Compare two deep learning frameworks: TensorFlow and Pytorch
Learn how TensorFlow and PyTorch compare against each other using convolutional neural networks as an example for image training using a Resnet-50 model.
Deep learning algorithms help solve cognitive problems in an effective way. And, two popular frameworks for deep learning are TensorFlow (from Google) and PyTorch (from Facebook), which are now part of the IBM PowerAI package.
One decision that data scientists or developers of artificial intelligence (AI) apps must know is which framework is best for their use case. TensorFlow and PyTorch both excel in their own way, and in this blog, I’ll explain how TensorFlow and PyTorch compare against each other using a convolutional neural network as an example for image training using a Resnet-50 model.
Google started a proprietary machine learning language called DistBelief that later transformed into TensorFlow. At the beginning, TensorFlow had a Python front end and a large C++ runtime at the back end. Over time, they moved most of their runtime into Python. With TensorFlow, you must define the graph statically and then run the model through a session. These graphs in TensorFlow are difficult to debug. Even though they provide a debugging tool called tfdbg, it helps to analyze the tensors and their operations. From a Python standpoint, you need a separate debugger to debug that code. However, there is a very good visualizing tool called TensorBoard that gives a great visualization of the model, hyper parameters, runtime, and so on.

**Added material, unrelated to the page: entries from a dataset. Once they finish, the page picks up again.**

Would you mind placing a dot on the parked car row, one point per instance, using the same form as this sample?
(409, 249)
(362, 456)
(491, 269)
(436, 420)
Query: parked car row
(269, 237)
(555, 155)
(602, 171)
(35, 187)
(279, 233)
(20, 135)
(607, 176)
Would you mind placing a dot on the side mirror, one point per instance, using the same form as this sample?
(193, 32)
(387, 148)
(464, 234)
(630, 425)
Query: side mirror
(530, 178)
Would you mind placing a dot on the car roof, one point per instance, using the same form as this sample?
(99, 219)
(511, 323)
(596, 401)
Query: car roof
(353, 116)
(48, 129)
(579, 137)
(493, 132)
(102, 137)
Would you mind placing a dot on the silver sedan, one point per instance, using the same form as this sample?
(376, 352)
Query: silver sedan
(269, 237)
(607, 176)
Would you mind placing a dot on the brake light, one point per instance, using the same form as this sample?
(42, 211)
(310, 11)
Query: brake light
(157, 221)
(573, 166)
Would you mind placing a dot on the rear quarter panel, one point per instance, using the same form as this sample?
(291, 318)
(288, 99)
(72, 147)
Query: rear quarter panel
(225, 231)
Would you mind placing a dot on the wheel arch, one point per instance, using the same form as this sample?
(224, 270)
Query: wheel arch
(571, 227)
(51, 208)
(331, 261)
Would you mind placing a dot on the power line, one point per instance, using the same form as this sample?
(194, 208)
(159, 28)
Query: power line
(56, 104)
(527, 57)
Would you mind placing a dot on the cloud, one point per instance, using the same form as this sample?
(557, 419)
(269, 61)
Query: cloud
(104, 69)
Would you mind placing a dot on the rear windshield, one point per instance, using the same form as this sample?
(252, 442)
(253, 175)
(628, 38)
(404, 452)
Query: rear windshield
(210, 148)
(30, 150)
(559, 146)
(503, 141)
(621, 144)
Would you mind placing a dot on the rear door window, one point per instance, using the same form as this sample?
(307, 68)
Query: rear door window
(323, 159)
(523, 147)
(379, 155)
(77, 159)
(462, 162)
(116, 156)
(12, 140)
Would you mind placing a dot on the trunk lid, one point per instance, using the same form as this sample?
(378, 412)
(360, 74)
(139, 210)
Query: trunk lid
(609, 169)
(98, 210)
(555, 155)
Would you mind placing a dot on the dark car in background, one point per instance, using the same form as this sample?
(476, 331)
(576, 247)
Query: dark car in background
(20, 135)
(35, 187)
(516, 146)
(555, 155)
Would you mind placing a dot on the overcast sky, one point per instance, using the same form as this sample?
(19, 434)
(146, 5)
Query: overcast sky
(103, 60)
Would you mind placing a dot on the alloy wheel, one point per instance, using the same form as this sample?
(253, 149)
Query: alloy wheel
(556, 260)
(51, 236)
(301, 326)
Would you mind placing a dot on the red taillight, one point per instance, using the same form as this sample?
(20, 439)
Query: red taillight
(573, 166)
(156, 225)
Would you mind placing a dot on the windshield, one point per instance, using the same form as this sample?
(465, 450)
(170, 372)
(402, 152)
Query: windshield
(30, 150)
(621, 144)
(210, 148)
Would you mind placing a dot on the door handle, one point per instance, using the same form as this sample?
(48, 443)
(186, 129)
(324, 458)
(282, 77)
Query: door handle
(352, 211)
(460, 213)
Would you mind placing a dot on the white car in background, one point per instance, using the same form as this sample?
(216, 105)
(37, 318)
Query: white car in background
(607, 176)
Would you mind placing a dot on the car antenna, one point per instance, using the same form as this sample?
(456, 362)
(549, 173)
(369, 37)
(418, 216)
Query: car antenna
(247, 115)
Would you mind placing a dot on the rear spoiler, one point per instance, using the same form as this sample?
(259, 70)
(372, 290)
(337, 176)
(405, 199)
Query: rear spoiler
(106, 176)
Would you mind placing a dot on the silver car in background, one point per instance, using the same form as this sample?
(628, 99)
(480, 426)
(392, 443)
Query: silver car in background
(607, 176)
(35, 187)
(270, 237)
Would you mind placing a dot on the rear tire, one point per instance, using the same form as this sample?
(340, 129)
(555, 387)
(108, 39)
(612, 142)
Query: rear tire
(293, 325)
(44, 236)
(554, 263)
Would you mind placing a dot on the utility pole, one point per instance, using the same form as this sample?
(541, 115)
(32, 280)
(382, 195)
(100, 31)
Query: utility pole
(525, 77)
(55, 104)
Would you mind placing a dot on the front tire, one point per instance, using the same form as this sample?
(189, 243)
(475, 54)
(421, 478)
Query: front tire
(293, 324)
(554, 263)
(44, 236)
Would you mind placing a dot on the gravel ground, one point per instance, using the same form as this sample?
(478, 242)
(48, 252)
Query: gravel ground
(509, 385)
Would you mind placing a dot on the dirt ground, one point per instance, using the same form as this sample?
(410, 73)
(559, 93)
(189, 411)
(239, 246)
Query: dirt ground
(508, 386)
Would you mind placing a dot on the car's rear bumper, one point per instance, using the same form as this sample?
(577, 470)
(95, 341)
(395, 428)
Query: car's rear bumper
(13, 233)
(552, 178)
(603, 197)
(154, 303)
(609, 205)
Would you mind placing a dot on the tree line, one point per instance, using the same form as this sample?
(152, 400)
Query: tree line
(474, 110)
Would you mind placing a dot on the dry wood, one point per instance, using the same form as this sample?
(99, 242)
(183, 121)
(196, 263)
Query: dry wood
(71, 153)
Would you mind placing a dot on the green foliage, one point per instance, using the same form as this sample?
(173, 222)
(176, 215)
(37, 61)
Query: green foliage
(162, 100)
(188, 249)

Torch is an open source machine learning library based on the Lua programming language. Over time, it has been converted into a Python-based library with some changes and called PyTorch. This is heavily used by Facebook. PyTorch lets you define, change, and run the model dynamically. You can use any Python debugger like pdb to debug the PyTorch-based code. It does not have a visualizer like TensorBoard. However, as the framework becomes more mature, there should be more visualizers developed for it as well.
Now, let’s compare these two deep learning frameworks using a standard image recognition model. I use a Resnet-50 model with an ImageNet data set and a batch size of 32 images. I evaluated it on both TensorFlow and PyTorch.
I found that PyTorch performed much better compared to TensorFlow. It’s not always the norm that PyTorch will outperform TensorFlow, but at least for the nature of deep learning applications like Resnet-50, it should. I dissected the application to see where they spent most of their time and for what purpose.
The per iteration time to process 32 images was computed at 160 ms on PyTorch compared to 197 ms on TensorFlow. The major benefit for PyTorch comes from the type of kernels that it uses for the forward and backward propagation, which is evident from the time spent on the propagation. PyTorch spent 31 ms and 33 ms on forward and backward computation, respectively, whereas TensorFlow spent 55 ms and 120 ms on similar operations. The gradient reduction operation in PyTorch is an exclusive operation with no other computations happening in parallel. With TensorFlow, the reduction is a parallel operation that gets computed alongside the backward propagation kernels.
I also note that PyTorch acts on raw input images and eventually spends a lot of time doing the preprocessing of the data. TensorFlow does the processing of the images to a certain extent and stores them as TFRecords even before the start of the training phase. This results in TensorFlow spending only 22 ms compared to PyTorch spending 48 ms to preprocess the data. This benefit of preprocessing in TensorFlow does not get converted to the full training benefit because the kernels used in PyTorch are much superior compared to TensorFlow. If TensorFlow can somehow use similar kernels, that should result in TensorFlow performing better than PyTorch for models like Resnet-50.
In this blog post, I showed that even though two different deep learning frameworks work on the same model, the runtime characteristics can be drastically different, which results in a difference in performance. In another sense, it also shows the possible optimization opportunities for improving some of these frameworks.